Fifty-four years ago today this 'gentleman's motor yacht', like hosts of other little ships, helped lift British soldiers off the Dunkirk beaches. According to the official records Cordelia 'ferried 300 troops from the beach to off-lying ships. The port engine had already seized up when the starboard propeller was fouled by the mass of flotsam that made navigation so hazardous'.
Happily, the gallant Cordelia was rescued and towed back to England.
Twelve years later she had recovered sufficiently to return to Dunkirk to play herself alongside the late Jack Hawkins in the film Operation Dynamo.
Cordelia's owner, Liverpudlian James Keith Fuller, had hoped to get the boat overhauled for the 50th anniversary of the Dunkirk evacuation four years ago. Unfortunately, the law intervened in the shape of the Serious Fraud Office.

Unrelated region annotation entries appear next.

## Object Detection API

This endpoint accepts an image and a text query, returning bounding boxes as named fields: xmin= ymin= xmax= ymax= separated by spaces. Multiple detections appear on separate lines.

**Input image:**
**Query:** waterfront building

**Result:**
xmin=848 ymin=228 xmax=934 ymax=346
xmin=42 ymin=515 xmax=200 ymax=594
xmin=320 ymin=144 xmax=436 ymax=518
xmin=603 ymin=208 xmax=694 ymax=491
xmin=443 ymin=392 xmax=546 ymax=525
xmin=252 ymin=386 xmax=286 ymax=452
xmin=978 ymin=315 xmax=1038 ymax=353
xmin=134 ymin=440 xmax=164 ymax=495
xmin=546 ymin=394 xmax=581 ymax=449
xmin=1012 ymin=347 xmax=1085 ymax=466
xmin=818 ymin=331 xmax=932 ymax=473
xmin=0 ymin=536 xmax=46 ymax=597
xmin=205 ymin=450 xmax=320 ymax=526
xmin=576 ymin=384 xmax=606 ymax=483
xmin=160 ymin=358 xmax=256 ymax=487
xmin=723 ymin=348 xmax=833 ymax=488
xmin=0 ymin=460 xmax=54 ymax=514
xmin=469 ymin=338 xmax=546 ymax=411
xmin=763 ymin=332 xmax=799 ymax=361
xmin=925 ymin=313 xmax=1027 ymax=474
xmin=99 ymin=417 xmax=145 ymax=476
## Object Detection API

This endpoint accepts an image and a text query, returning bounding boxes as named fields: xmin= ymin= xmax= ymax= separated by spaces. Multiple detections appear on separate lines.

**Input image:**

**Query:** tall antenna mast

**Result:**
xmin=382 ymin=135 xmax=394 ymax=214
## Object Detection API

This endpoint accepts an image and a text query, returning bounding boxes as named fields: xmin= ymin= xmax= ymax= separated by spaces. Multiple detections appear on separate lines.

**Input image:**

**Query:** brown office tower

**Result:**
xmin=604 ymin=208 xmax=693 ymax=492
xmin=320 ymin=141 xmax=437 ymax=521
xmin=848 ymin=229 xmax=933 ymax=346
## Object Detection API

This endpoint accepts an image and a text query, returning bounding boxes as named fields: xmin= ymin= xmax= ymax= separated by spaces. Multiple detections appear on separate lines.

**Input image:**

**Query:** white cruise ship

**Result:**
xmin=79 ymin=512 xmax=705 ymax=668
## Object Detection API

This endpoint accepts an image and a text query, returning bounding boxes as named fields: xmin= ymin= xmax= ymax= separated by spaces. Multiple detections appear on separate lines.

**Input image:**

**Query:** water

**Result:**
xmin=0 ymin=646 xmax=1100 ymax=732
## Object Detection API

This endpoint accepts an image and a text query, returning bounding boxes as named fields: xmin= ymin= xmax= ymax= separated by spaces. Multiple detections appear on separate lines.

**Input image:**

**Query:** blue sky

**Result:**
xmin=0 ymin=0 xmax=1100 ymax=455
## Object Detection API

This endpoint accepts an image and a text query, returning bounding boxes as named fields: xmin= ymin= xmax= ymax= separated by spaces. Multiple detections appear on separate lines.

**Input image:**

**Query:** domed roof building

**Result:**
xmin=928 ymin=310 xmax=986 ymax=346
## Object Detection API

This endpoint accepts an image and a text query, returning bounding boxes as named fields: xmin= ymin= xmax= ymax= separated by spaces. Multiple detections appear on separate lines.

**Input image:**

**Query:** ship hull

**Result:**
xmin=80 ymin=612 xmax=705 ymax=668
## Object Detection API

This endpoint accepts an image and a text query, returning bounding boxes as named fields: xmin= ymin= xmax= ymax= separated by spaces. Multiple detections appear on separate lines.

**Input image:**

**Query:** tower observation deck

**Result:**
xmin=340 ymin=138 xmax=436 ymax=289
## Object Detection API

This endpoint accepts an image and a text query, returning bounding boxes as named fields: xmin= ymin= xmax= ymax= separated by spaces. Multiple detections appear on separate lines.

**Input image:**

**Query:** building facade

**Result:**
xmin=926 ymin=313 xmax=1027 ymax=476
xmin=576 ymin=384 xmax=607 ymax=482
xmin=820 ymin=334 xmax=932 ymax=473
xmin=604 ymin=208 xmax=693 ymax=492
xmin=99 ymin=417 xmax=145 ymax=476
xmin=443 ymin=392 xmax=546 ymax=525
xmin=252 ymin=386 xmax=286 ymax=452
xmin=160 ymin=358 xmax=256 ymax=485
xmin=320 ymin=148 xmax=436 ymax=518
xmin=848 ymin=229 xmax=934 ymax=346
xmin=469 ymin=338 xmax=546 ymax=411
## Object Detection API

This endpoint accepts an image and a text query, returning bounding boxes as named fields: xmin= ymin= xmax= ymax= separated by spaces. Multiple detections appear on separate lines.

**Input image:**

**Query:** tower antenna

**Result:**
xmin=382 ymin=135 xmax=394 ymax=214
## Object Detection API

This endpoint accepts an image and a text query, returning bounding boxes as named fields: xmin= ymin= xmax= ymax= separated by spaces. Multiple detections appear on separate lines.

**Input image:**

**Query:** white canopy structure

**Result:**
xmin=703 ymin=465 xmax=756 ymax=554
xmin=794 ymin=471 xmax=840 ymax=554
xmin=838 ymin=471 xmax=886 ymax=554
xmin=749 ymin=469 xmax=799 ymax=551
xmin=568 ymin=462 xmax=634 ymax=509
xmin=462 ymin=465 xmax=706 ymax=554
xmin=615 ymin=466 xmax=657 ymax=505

Fuller is one of the two men accused of obtaining pounds 2.3m from the crashed Belling electrical firm by falsely representing that the money was an advance payment of interest on a pounds 50m loan. The two are also accused of acquiring money from Danish and Russian firms through 'false representations'.
Although Fuller is now out on bail awaiting trial, he obviously has more on his mind than the fate of his boat and has not been seen at the Weaver shipyard for several years. 'Unless something gets done soon,' said one of the yachtsmen working in the boatyard, 'she'll be a goner. She's dried out and opened up at all her seams.' Shouldn't there be a fund for such neglected veterans?